The enzyme inulin fructotransferase (DFA-III-forming) () catalyzes the following process:

Produces α-D-fructofuranose β-D-fructofuranose 1,2′:2,3′-dianhydride (DFA III) by successively eliminating the diminishing (2→1)-β-D-fructan (inulin) chain from the terminal D-fructosyl-D-fructosyl disaccharide.

Nomenclature 

This enzyme belongs to the family of lyases, specifically those carbon-oxygen lyases acting on polysaccharides.  The systematic name of this enzyme class is (2→1)-β-D-fructan lyase (α-D-fructofuranose-β-D-fructofuranose-1,2′:2,3′-dianhydride-forming).
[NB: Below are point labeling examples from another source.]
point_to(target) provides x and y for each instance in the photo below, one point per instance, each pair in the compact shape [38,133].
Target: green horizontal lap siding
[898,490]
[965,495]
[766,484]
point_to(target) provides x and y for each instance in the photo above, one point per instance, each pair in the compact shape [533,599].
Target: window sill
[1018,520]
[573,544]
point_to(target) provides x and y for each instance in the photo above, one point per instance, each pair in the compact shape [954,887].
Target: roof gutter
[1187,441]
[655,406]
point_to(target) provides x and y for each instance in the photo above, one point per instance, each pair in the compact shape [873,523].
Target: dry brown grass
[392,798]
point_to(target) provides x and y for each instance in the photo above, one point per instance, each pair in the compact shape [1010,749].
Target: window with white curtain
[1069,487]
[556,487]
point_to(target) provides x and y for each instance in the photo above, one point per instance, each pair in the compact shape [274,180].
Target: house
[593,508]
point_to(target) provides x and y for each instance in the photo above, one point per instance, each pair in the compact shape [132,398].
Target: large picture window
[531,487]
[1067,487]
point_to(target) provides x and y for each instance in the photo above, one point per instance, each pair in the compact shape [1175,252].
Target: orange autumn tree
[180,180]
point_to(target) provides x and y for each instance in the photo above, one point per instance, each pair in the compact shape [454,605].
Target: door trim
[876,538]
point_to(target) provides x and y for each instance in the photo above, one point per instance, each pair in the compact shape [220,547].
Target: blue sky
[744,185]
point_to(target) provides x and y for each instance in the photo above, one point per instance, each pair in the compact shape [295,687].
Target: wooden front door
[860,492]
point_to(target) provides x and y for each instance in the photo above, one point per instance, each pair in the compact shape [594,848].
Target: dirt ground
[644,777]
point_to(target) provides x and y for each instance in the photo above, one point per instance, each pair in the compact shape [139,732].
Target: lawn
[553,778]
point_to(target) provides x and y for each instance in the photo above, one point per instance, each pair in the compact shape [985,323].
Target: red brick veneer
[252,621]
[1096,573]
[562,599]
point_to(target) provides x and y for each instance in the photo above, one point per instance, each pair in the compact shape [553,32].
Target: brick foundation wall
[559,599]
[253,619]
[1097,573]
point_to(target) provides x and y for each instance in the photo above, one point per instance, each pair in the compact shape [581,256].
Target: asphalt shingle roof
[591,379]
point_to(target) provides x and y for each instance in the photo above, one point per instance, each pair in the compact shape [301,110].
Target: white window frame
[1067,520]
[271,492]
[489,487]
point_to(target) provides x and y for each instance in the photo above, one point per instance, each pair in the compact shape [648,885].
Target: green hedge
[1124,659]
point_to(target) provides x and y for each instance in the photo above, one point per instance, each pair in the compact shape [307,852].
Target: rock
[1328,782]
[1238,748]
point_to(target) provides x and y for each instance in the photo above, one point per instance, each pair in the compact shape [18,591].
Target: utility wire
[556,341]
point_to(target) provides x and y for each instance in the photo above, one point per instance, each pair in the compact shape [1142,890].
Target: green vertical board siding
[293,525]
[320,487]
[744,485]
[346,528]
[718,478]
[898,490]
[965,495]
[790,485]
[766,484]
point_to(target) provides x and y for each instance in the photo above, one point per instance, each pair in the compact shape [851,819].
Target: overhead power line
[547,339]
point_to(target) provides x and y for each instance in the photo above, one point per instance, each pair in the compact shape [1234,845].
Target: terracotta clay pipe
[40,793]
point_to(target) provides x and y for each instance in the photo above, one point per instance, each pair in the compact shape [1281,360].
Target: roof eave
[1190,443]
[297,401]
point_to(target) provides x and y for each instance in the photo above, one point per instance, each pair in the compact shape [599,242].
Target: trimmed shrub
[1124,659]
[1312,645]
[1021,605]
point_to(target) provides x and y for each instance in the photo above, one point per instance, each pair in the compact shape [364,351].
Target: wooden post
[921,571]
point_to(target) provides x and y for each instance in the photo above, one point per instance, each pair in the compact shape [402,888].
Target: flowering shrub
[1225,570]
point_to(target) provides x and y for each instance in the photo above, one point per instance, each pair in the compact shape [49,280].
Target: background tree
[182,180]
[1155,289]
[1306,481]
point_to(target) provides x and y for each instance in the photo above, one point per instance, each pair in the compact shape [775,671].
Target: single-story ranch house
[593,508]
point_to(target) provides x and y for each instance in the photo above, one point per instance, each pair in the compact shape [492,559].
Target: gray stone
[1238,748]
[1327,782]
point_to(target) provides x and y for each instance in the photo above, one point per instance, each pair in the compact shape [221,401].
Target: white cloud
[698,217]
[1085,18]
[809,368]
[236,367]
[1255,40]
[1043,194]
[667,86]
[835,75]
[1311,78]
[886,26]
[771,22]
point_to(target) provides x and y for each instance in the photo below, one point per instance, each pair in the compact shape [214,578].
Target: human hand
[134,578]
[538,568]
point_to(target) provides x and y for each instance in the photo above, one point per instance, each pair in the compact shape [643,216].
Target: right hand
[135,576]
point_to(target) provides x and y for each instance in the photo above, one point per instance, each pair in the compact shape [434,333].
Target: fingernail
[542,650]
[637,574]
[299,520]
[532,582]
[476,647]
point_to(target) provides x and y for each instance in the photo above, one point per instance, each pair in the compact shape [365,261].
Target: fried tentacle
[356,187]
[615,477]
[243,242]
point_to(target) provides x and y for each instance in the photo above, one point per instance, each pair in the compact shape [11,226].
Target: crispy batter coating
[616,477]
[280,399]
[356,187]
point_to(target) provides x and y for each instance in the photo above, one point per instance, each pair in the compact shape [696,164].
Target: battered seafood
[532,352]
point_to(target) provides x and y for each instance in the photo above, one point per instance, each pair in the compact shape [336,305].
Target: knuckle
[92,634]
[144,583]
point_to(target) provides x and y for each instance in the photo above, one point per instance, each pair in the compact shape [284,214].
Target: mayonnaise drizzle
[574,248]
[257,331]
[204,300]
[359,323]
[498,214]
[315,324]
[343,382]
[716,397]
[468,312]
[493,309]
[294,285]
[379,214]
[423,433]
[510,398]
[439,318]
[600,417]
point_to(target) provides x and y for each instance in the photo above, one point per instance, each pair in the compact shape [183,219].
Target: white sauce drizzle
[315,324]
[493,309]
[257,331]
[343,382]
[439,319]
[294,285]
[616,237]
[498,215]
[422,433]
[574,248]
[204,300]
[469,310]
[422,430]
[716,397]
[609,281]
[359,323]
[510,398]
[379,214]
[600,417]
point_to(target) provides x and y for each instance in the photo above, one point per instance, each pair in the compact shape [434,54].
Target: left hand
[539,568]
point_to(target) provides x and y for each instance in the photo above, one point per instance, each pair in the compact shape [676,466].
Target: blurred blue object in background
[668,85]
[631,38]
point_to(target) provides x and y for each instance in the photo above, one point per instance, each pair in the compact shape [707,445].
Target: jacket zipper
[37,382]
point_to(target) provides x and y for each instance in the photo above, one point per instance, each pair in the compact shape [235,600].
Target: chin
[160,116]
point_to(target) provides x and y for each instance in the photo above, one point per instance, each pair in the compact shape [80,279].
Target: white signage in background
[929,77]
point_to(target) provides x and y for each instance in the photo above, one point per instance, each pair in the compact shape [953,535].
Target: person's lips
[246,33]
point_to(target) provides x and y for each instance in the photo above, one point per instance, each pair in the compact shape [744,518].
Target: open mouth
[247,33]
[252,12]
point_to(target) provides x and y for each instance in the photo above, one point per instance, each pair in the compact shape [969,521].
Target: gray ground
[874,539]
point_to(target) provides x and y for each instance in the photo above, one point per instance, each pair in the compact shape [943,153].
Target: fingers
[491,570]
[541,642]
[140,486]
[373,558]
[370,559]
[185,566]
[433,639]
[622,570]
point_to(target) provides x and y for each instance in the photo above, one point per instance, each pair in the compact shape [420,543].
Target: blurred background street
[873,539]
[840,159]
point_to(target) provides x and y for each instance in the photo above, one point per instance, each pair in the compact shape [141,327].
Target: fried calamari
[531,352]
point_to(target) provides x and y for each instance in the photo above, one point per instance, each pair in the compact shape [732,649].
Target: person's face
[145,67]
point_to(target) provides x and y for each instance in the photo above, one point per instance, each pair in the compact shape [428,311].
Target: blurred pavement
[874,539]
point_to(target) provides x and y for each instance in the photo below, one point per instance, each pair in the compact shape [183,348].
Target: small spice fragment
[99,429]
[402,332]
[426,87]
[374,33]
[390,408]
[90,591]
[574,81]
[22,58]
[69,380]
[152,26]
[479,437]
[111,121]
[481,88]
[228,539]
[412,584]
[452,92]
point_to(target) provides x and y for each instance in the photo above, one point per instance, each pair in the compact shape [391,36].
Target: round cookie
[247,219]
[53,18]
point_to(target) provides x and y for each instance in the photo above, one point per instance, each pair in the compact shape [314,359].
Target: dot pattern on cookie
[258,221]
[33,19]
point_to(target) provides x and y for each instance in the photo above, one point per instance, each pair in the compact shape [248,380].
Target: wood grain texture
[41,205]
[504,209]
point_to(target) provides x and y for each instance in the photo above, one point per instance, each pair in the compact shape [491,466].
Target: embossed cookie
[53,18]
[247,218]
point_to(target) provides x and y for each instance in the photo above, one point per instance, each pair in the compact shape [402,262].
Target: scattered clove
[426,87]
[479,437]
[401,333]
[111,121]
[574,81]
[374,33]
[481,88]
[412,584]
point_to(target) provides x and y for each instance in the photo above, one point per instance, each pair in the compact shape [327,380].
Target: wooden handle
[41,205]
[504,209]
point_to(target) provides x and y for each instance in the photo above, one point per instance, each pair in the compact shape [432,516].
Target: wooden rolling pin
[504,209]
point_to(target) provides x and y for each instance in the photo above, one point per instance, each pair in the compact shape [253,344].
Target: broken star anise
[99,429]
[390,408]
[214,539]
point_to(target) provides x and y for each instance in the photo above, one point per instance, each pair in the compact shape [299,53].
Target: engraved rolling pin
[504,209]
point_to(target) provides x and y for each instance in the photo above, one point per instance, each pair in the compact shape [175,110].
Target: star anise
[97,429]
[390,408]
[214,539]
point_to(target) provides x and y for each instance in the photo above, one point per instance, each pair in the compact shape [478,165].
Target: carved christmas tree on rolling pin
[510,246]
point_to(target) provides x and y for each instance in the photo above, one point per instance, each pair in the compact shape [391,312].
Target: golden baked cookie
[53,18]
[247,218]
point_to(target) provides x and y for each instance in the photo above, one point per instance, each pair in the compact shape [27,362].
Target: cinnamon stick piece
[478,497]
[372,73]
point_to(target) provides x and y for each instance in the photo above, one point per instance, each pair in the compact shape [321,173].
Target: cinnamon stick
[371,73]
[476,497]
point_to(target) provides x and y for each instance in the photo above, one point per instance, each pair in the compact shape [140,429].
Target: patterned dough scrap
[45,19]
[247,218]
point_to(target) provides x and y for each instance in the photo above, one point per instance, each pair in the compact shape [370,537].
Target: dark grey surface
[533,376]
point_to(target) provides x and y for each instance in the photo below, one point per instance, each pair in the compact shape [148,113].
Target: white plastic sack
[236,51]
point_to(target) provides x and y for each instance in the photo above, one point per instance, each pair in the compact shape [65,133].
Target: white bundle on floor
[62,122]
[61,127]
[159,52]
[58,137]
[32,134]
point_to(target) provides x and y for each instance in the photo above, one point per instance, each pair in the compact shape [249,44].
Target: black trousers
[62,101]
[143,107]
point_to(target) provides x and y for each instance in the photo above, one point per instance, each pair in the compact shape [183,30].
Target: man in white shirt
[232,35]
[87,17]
Other names in common use include inulin fructotransferase (DFA-III-producing), inulin fructotransferase (depolymerizing), inulase II, inulinase II, inulin fructotransferase (depolymerizing, difructofuranose-1,2′:2,3′-dianhydride-forming), inulin D-fructosyl-D-fructosyltransferase, (1,2′:2,3′-dianhydride-forming), inulin D-fructosyl-D-fructosyltransferase (forming, and α-D-fructofuranose β-D-fructofuranose 1,2′:2,3'-dianhydride).